On July 16, 2021, a roughly 60-second video was posted on social media featuring a São Paulo-based tattoo artist who said people often believed his ability to replicate shadow and light in 2-dimensional tattoos, making them appear 3-dimensional, was inauthentic. The video was created by 60 Second Docs Translated from Portuguese into English via subtitles, this narration was provided by Duda Lozano.
A lot of people believe that it is fake or has been manipulated. This is a good sign that you are on a right path. […] I do embroidery tattoos. I’ve searched for a unique style that would make me stand out from other tattoo artists for a while. Three years ago, I was inspired to do the patch tattoo. It is important to understand shadow and light.
The video shows multiple instances where hands touched or rubbed the tattoos to prove that they were flat and not textured as actual embroidered patches.
To find out more, we looked at the work of the artist. Instagram And Facebook Pages, where he posted many images and videos of “embroidery” tattoos over several months.
In one video He was probably tagged in a photo that showed his work being stretched across someone’s skin while it was rubbed. It was evident that the tattoos did not have the depth to make them 3D. In another clip, He was shown how to create an “embroidery” tattoo using a standard tattoo machine.

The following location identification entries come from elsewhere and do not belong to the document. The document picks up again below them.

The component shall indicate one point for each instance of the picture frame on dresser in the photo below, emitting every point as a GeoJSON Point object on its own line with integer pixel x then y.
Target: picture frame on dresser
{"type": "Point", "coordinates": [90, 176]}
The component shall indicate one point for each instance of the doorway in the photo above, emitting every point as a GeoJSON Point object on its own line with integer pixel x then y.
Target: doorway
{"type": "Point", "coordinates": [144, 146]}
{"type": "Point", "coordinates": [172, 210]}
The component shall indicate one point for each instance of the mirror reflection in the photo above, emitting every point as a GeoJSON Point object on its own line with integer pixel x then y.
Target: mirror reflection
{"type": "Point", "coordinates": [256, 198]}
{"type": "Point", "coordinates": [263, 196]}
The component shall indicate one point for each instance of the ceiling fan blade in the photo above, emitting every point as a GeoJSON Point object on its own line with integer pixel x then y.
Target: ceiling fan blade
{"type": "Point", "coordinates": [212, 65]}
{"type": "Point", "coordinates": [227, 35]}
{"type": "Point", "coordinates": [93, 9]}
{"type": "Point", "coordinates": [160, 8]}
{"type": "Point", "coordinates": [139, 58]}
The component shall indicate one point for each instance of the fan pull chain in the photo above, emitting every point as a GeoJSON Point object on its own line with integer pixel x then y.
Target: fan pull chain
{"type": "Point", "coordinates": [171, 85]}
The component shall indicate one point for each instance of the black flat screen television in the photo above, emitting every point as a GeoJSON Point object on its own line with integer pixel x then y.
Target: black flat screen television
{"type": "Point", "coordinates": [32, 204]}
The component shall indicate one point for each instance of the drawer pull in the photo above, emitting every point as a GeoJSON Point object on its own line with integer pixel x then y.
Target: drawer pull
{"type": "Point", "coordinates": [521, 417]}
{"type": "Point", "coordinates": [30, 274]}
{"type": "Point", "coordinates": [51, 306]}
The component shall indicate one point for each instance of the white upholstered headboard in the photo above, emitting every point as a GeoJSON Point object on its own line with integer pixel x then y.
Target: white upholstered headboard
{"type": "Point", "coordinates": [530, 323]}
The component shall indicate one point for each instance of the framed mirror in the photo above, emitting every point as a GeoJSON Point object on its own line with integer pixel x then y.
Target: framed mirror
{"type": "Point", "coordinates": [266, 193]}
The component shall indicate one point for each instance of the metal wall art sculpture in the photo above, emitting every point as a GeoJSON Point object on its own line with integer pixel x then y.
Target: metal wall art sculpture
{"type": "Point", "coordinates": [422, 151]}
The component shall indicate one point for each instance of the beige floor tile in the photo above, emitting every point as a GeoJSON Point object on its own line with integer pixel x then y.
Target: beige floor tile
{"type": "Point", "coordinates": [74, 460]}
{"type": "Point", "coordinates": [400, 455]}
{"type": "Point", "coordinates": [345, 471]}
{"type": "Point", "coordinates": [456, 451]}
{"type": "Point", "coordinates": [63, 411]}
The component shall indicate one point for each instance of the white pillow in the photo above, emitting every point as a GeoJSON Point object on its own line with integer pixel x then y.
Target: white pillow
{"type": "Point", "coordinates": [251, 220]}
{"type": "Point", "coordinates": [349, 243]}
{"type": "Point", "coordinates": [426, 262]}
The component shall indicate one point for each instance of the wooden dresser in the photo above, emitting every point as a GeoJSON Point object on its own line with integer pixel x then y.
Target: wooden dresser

Snopes also found profiles in INKED, a magazine that highlights trends in the industry, and My Modern Met which highlighted Lozano’s pieces — evidence that, again, confirmed the realness and credibility of his art. The latter publication — which aims to promote “visually stunning images” across a variety of platforms, such as photography and science, according to its bio — stated:
Just like a real embroidered patch, Lozano’s pop culture-inspired work has thread lines that mimic the satin stitch Also, the binding prevents the edges fraying. […]
He was familiar with embroidery shirts and logos before he started his tattooing career. Lozano saw this as a possibility for tattooing so he got inked. Garfield patch design As an experiment. “The same day I improved the technique by making the Courage the Cowardly Dog [tattoo].” He hasn’t stopped since.
Lozano shared his secrets for creating optical illusions. We reached out to him. This page will be updated if we hear from Lozano.
However, there was no evidence that Lozano or digital manipulation was used to apply to any other type of tattooing such as neo-realism Or traditional line work. (His social media pages show that he could also do these styles.
These reasons and the evidence above prove that “embroidery” tattoos are genuine body modifications that look like 3-dimensionally stitched patches, but are flat on the skin like all other tattoos.